Increasing enrolment causing overcrowding led to a Parliamentary Standing Committee on Public Works, which reported in 1938 that conditions were most unsatisfactory. The school was housed in five buildings in three locations, with playing fields located nearly a kilometre away from the Grote Street site.
A decision was made to erect a new school building. The first site selected was “contiguous with the Exhibition Building adjacent Frome Road”. This site was rejected and the present site endorsed.
Plans for the new boys’ high school were originally prepared by the Public Works architect-in-chief. Although approved by the minister of education, the plans were rejected because of the absence of an assembly hall. It was then decided that a competition for the most suitable design, incorporating a school hall, should be held.
In 1940, Sydney architects Edward B. Fitzgerald and John K. Brogan won a nationwide competition that attracted more than 60 designs. However, the outbreak of war delayed building until 1947.

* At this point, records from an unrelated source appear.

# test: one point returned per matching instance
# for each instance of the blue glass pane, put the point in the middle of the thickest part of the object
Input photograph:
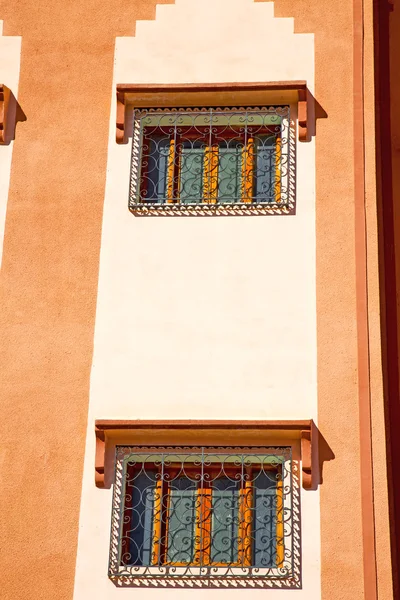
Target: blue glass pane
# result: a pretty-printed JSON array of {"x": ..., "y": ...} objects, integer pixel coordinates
[
  {"x": 140, "y": 534},
  {"x": 224, "y": 521},
  {"x": 265, "y": 150},
  {"x": 264, "y": 519},
  {"x": 181, "y": 522}
]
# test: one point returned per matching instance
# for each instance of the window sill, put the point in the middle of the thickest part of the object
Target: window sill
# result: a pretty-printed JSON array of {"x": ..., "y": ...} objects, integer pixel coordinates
[{"x": 223, "y": 210}]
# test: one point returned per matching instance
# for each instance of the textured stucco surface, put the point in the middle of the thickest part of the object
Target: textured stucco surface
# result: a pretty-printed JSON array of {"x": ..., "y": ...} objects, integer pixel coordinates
[
  {"x": 204, "y": 318},
  {"x": 49, "y": 284}
]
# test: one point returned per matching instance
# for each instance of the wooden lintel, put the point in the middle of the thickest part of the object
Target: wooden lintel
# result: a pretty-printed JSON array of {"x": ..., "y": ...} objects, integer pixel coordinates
[
  {"x": 223, "y": 94},
  {"x": 107, "y": 431}
]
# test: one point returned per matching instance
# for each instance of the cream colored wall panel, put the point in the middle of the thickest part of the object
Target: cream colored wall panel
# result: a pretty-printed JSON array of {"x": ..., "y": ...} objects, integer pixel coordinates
[
  {"x": 207, "y": 318},
  {"x": 10, "y": 55}
]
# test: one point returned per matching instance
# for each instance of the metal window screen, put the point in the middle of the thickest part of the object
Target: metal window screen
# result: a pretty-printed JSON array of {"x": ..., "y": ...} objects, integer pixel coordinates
[
  {"x": 210, "y": 157},
  {"x": 201, "y": 513}
]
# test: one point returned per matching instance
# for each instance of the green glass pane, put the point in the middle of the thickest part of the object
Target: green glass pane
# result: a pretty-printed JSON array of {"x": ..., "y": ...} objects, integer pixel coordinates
[
  {"x": 229, "y": 174},
  {"x": 155, "y": 179},
  {"x": 191, "y": 174},
  {"x": 265, "y": 149},
  {"x": 224, "y": 521},
  {"x": 264, "y": 519},
  {"x": 181, "y": 522}
]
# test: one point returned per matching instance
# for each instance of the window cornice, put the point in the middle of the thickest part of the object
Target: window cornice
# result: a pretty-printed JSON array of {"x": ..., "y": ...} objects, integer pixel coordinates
[
  {"x": 131, "y": 96},
  {"x": 110, "y": 433}
]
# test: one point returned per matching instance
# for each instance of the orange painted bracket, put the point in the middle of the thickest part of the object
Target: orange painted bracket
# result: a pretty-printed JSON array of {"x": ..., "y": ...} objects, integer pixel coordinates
[
  {"x": 116, "y": 432},
  {"x": 8, "y": 114},
  {"x": 211, "y": 94}
]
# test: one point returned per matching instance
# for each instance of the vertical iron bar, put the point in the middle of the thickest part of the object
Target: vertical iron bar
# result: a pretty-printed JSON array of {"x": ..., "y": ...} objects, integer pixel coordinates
[
  {"x": 161, "y": 514},
  {"x": 201, "y": 507}
]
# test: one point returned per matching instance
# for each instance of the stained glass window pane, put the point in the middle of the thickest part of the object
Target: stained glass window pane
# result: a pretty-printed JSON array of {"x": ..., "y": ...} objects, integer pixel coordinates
[
  {"x": 191, "y": 173},
  {"x": 155, "y": 179},
  {"x": 141, "y": 531},
  {"x": 181, "y": 522},
  {"x": 229, "y": 174},
  {"x": 224, "y": 521},
  {"x": 265, "y": 148}
]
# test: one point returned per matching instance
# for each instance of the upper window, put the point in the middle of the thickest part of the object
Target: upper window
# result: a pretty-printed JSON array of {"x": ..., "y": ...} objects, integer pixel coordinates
[
  {"x": 202, "y": 512},
  {"x": 209, "y": 157}
]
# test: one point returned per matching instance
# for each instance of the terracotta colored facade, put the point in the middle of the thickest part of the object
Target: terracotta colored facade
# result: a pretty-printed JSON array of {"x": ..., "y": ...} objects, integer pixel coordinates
[{"x": 74, "y": 260}]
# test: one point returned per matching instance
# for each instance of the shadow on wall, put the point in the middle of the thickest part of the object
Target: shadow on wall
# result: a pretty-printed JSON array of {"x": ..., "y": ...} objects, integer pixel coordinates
[
  {"x": 324, "y": 454},
  {"x": 12, "y": 114}
]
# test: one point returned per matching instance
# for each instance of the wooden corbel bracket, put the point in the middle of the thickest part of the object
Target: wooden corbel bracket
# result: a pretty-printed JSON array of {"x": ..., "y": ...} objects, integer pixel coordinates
[
  {"x": 8, "y": 112},
  {"x": 142, "y": 95},
  {"x": 109, "y": 434}
]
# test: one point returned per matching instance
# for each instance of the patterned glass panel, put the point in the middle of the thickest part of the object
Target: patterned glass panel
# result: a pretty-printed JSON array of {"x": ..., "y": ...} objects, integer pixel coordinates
[
  {"x": 265, "y": 174},
  {"x": 265, "y": 519},
  {"x": 229, "y": 173},
  {"x": 181, "y": 521},
  {"x": 224, "y": 525},
  {"x": 139, "y": 534},
  {"x": 191, "y": 173}
]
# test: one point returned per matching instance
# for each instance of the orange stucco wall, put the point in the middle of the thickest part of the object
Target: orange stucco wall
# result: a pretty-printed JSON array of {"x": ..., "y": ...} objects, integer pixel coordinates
[{"x": 49, "y": 281}]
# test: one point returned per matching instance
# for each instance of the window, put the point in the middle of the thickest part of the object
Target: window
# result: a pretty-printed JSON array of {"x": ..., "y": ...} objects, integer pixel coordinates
[
  {"x": 210, "y": 157},
  {"x": 202, "y": 512}
]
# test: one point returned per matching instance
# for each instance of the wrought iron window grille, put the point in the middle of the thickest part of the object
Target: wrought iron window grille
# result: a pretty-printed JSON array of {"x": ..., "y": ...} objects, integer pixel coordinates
[
  {"x": 212, "y": 160},
  {"x": 205, "y": 516}
]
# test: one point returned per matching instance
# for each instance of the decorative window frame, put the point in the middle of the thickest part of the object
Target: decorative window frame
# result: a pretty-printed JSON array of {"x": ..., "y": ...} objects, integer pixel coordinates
[
  {"x": 8, "y": 115},
  {"x": 132, "y": 99},
  {"x": 294, "y": 440}
]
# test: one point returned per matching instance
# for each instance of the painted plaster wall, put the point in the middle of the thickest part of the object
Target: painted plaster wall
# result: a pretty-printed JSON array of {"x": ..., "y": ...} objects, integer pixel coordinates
[
  {"x": 10, "y": 55},
  {"x": 207, "y": 318},
  {"x": 49, "y": 281}
]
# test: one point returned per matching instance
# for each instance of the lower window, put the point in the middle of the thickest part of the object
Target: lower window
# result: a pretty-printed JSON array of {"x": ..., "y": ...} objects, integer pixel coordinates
[
  {"x": 203, "y": 512},
  {"x": 210, "y": 157}
]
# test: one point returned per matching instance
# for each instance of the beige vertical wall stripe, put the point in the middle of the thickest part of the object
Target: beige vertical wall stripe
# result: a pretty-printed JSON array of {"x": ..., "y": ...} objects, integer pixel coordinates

The new school, built by A.W. Baulderstone for £90,000, opened in 1951. The magazine Architecture described it as follows: “Two radial classroom wings converged upon a curved block, which forms the main feature of the building facing West Terrace. The two wings are linked at the western end by a workshop section, thus enclosing a spacious quadrangle and protecting it from prevailing winds. One liberally planned area for outdoor assembly and exercise purposes is considered more generally useful for a Boys’ School than the two smaller areas some planners submitted, these being better suited to a mixed school. The two class-room flanks bearing in toward the office or administrative zone tend to economise in corridor length, and so reduce student traffic within the building.”
The parapet walls hiding the roofs, continuous horizontal window lines, curved elements and corners are examples of the “modern” aesthetic , which had as its basic philosophy the formal recognition of each function.
In 1977-78 the school became co-educational and in 1982 new additions, sympathetic to the original, were opened.